In 1899, 17-year-old Jack "Cowboy" Kelly is one of many struggling newspaper hawkers
in New York City, selling copies of the New York World
on the streets of Manhattan
("Carrying the Banner"). When David Jacobs and his younger brother Les join the "newsies", Jack notices David's intelligence and Les's marketable cuteness and self-servingly takes them under his wing. Unlike most of the newsies, David and Les are not orphans or runaways; they have a home and family, and go to work in order to help their family get back on their feet financially, as their father was fired from his factory job due to an injury. Jack is invited to the Jacobs' home for dinner, where he becomes enamored with their sister Sarah. Later, Jack laments his isolation due to lacking a family of his own; he fantasizes about traveling to New Mexico
, about which he has heard many romantic stories ("Santa Fe").

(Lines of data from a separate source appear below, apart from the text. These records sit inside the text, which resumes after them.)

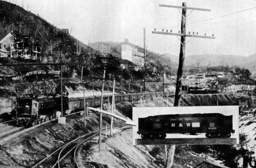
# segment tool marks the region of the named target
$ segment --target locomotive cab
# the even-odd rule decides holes
[[[22,98],[17,101],[17,117],[28,118],[38,115],[39,103],[31,98]]]

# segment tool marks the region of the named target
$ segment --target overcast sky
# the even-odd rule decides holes
[[[176,55],[180,44],[175,36],[152,34],[155,28],[173,32],[180,29],[178,9],[160,7],[159,4],[182,6],[178,0],[9,0],[40,16],[88,44],[90,42],[121,42],[125,38],[143,46],[146,29],[148,49]],[[256,53],[256,8],[219,18],[189,24],[256,7],[255,0],[186,0],[189,7],[209,8],[194,10],[187,18],[187,32],[214,34],[216,39],[187,37],[186,55],[224,54],[248,56]],[[188,14],[191,10],[187,10]],[[172,28],[170,28],[172,27]],[[89,38],[90,36],[90,38]],[[180,38],[180,37],[179,37]]]

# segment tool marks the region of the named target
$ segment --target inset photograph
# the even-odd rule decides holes
[[[133,107],[133,144],[239,143],[239,106]]]

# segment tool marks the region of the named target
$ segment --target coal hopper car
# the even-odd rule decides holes
[[[164,139],[166,134],[196,135],[207,138],[229,138],[235,132],[232,115],[219,113],[168,114],[138,119],[142,139]]]
[[[67,96],[62,97],[64,112],[69,109]],[[61,113],[61,97],[26,95],[17,100],[16,123],[33,126],[56,117]]]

Attempting to outdo his business rival William Randolph Hearst
, New York World
publisher Joseph Pulitzer
raises the prices that the newsies must pay to buy newspapers from his distribution centers. Angered, Jack and David galvanize the other Manhattan newsies to go on strike
("The World Will Know"). While the others spread the word to newsies in New York's other boroughs
, Jack and Les confront Pulitzer and are thrown out of his office. Bryan Denton, a reporter for The Sun
, takes an interest in the boys' story. Jack and David take their cause to the Brooklyn
newsies, but their leader, "Spot" Conlon, is reluctant to join the strike. This dejects the Manhattan newsies, but David riles them up ("Seize the Day"). As a result, they ambush the distribution center and destroy all of the newspapers. Disabled newsie "Crutchie" is captured by Pulitzer's enforcers, the Delancey brothers, and placed in an orphanage
and juvenile detention center
called the Refuge, run by the sketchy Warden Snyder, who neglects the orphans so that he can embezzle money given to him by the city for their care.

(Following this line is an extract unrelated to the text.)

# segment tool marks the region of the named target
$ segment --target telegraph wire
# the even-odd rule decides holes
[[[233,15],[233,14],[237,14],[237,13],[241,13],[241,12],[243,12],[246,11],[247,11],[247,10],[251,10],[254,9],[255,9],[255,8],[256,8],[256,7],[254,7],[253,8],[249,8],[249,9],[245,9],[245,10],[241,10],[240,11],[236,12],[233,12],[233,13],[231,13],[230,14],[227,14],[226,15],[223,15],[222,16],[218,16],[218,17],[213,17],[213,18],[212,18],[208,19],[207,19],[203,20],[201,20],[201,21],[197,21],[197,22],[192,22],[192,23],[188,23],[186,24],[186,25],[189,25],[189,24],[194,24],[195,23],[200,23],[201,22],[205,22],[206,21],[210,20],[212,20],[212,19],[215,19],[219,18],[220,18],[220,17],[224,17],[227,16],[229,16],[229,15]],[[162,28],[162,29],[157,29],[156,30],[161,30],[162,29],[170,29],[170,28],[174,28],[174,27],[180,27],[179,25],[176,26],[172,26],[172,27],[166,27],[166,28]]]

The newsies try to ward off strikebreakers
, but the struggle turns violent and turns out to be a trap set by the Delancey brothers. Just as the newsies are about to be arrested, Spot Conlon arrives with the Brooklyn newsies and the two groups unite to repel the police. Denton puts the story on the front page of The Sun
. Thrilled, the newsies all rejoice at making the headline and imagine what it would be like to be famous ("King of New York"). They then plan to hold a rally. Snyder informs Pulitzer that Jack is an escapee from the Refuge, giving Pulitzer legal cause to have him arrested. Jack has breakfast with Sarah on the roof of the Jacobs' apartment building; he tells her of his desire to flee to Santa Fe, and wonders if she would miss him.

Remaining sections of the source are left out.